The HyTEST workflows are built largely on the Pangeo software stack, and are designed to be portable between the cloud, HPC clusters, and your local computer (though some workflows may take an unreasonable amount of time to complete if you are working only on a local computer). Most of our workflows are contained in Jupyter notebooks, and we recommend running them in JupyterLab or another development environment of your choice that supports Jupyter notebooks. If you are working on a team, you may want to consider using a shared JupyterHub instance, which allows multiple users to work in the same environment and share files easily. Below, we describe a few options for setting up or connecting to JupyterHub resources.

Setting Up Your Own Computing Environment#

If you do not have access to a JupyterLab/JupyterHub environment that has already been deployed, we recommend you follow these instructions to set up a computational environment that can run our workflows.

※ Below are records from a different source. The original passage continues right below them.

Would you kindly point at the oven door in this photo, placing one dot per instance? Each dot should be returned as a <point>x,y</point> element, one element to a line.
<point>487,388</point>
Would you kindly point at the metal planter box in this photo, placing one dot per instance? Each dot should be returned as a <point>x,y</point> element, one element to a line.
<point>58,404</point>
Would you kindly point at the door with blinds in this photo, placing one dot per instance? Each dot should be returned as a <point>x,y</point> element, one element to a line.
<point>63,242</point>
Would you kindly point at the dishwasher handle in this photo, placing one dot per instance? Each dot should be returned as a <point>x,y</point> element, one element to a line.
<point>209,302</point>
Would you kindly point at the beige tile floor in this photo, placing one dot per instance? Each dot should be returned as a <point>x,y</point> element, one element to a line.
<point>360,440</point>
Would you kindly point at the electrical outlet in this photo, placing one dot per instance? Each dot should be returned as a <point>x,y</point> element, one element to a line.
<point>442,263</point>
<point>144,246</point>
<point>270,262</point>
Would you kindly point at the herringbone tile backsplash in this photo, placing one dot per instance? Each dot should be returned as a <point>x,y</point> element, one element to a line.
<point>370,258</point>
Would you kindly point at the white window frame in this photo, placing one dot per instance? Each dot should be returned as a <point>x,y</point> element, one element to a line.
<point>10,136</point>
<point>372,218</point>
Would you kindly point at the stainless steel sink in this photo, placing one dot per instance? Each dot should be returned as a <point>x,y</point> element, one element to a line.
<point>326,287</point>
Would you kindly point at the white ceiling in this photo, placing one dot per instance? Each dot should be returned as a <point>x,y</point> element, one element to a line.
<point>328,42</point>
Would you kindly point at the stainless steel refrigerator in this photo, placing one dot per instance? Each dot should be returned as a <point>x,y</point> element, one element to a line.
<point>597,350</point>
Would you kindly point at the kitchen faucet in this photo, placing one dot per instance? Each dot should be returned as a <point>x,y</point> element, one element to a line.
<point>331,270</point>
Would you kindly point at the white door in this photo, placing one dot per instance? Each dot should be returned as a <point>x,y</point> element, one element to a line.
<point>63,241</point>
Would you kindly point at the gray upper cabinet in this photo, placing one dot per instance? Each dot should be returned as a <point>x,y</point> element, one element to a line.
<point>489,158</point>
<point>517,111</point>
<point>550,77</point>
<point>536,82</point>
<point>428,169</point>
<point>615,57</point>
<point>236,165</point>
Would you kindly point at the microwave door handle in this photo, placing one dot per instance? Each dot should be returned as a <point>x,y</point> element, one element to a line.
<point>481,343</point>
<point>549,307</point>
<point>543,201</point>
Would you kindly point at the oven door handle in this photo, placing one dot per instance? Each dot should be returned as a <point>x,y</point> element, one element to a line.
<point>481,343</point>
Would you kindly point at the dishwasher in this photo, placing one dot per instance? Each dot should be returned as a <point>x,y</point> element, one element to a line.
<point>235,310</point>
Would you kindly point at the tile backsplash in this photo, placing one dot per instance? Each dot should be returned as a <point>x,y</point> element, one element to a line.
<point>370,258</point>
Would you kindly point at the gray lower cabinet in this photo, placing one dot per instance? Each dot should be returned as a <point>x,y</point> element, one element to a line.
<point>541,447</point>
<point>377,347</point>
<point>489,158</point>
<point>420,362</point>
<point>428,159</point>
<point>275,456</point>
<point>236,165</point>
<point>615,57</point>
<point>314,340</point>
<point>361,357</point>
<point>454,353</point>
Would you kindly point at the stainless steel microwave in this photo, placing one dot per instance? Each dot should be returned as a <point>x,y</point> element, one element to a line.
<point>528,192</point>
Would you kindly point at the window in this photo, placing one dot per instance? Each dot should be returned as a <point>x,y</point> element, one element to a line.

USGS Cloud Environment (only available to USGS staff)#

If you are a USGS employee, and you would like to run HyTEST workflows in a cloud environment, we recommend that you work with the CHS’s deployment of Nebari, which can be accessed here. This JupyterHub instance is deployed on USGS’s AWS account, backed by a Kubernetes cluster for scaled compute, and any USGS employee can request access to this space. This resource offers both a private (per user) and a shared file space in the JupyterHub environment. The private space is only visible to the user who created it, while the shared space allows for file sharing and collaboration among team members. Learn how to use the Nebari JupyterHub instance in the Quick-Start Guide.

USGS HPC Environment (only available to USGS staff)#

While we prioritize the development of workflows to run on “cloud” infrastructure, we also provide some guidance for running them on USGS’s supercomputers. First, make sure you have an account on Denali, Tallgrass, and/or Hovenweep. We recommend requesting accounts on all of these systems, as at times compute nodes may be unavailable on one system or the other. To get an account, fill out the request form and wait for approval (this may take a day or so).

Note that to access any of the HPCs, you must be on the DOI Network. If you are not in the office, please make sure you access these resources on the VPN.

You will need to access an enviroment which emulates the Jupyter server – where the notebooks will reside and execute – using the HPC hardware. There are many ways to do this. Here are three options, in increasing order of complexity and flexibility:

  1. Open OnDemand
    This option provides the most effortless access to HPC hardware using a web interface. However, this only runs on the Tallgrass and Hovenweep supercomputers.

  2. Jupyter Forward
    This option gives you more control over how to launch the server, and on which host (can be run on Denali, Tallgrass, Hovenweep, or other hosts to which you have a login). This setup requires that you install the jupyter-forward software on your PC.

  3. Custom Server Script
    This option lets you completely customize your HPC compute environment and invoke the Jupyter server from a command shell on the HPC. This requires familiarity with the HPC command line, file editing, etc. This (can be run on Denali, Tallgrass, Hovenweep, or other hosts to which you have a login).